Reputation: 11
I am a beginner trying to get tweets using spark streaming using Scala with some filter keywords. Is there a possibility to filter only the tweets which don't have geolocation as Null after streaming ? I am trying to save the tweets in ElasticSearch. So before saving the tweet map to ElasticSearch, can I filter the ones with geolocation information and then save them? I am creating JSON using json4s.JSONDSL with fields from the tweet. This is the sample code
val stream = TwitterUtils.createStream(ssc, None, filters) val tweetMap = stream.map(status => { val tweetMap =
("location" -> Option(status.getGeoLocation).map(geo => { s"${geo.getLatitude},${geo.getLongitude}" })) ~
("UserLang" -> status.getUser.getLang) ~
("UserLocation" -> Option(status.getUser.getLocation)) ~
("UserName" -> status.getUser.getName) ~
("Text" -> status.getText) ~
("TextLength" -> status.getText.length) ~
//Tokenized the tweet message and then filtered only words starting with #
("HashTags" -> status.getText.split(" ").filter(_.startsWith("#")).mkString(" ")) ~
("PlaceCountry" -> Option(status.getPlace).map (pl => {s"${pl.getCountry}"}))
tweetMap.map(s => List("Tweet Extracted")).print
// Each batch is saved to Elasticsearch
tweetMap.foreachRDD { tweets => EsSpark.saveToEs(tweets, "sparksender/tweets")) }
//before this step is there a way to filter out tweets which have "location" as null?

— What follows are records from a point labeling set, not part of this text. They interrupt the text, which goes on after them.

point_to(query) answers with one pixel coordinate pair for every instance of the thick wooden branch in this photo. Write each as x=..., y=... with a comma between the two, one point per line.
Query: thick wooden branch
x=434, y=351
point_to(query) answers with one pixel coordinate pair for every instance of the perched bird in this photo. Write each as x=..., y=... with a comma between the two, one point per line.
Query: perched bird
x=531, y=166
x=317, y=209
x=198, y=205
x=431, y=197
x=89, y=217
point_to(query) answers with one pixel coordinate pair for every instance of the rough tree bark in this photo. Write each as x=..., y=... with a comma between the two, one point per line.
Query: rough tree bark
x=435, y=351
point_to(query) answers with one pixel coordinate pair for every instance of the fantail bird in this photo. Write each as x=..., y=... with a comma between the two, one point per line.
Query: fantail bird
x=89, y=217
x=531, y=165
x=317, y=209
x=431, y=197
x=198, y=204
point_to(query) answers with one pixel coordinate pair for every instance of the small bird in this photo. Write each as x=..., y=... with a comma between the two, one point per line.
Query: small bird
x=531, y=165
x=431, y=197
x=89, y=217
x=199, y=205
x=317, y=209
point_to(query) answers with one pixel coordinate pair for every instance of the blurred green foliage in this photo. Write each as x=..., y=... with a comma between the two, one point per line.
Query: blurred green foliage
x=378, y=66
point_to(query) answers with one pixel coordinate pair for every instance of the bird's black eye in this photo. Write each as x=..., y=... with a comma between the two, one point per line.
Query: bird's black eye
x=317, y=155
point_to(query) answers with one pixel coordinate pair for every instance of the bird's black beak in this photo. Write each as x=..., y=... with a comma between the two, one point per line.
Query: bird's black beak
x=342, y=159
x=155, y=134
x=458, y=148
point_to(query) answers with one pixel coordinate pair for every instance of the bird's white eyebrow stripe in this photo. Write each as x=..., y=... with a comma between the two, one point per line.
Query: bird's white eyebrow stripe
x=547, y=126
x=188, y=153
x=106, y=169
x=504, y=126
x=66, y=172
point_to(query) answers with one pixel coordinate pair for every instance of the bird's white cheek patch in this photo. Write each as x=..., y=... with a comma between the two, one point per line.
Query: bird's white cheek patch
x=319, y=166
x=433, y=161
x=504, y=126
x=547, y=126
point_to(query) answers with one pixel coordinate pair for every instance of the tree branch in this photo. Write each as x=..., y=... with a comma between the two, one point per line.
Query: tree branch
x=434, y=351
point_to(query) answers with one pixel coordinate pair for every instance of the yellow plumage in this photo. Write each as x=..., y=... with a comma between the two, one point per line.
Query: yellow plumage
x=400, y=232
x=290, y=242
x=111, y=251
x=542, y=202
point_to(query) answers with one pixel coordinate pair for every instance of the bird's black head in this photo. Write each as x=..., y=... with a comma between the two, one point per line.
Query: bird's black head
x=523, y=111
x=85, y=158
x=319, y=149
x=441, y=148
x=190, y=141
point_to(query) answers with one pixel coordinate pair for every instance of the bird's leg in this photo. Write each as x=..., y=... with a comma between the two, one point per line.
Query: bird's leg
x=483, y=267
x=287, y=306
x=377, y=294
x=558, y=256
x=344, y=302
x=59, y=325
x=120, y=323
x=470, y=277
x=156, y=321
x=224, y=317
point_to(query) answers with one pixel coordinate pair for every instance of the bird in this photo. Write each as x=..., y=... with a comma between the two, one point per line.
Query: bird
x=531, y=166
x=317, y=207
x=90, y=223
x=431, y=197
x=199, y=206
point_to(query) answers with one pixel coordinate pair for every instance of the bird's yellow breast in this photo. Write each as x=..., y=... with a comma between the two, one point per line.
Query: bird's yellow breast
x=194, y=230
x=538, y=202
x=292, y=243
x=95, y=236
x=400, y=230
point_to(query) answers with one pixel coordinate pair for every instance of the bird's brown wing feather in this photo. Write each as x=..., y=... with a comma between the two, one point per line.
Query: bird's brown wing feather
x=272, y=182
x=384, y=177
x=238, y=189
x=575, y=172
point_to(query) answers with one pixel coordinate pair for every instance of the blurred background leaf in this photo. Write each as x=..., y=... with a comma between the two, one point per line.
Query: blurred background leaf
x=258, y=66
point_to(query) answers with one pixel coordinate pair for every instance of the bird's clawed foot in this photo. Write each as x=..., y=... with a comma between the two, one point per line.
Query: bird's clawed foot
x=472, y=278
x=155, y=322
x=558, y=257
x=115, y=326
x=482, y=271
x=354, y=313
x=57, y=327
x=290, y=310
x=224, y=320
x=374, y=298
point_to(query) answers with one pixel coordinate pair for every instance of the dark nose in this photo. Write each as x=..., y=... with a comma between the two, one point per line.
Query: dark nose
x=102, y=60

I referred the code from github: https://github.com/luvgupta008/ScreamingTwitter/blob/master/src/main/scala/com/spark/streaming/TwitterTransmitter.scala
Upvotes: 0
Views: 465
Reputation: 1373
Check out the filter
method on the RDD. Takes a predicate function (a: A) => Boolean
. If the return value is true, the element is added to the list. If it's false, the element won't be added to the list.
tweetMap.filter(
status => Option(status.getGeoLocation) match {
case Some(_) => true
case None => false
})
Upvotes: 0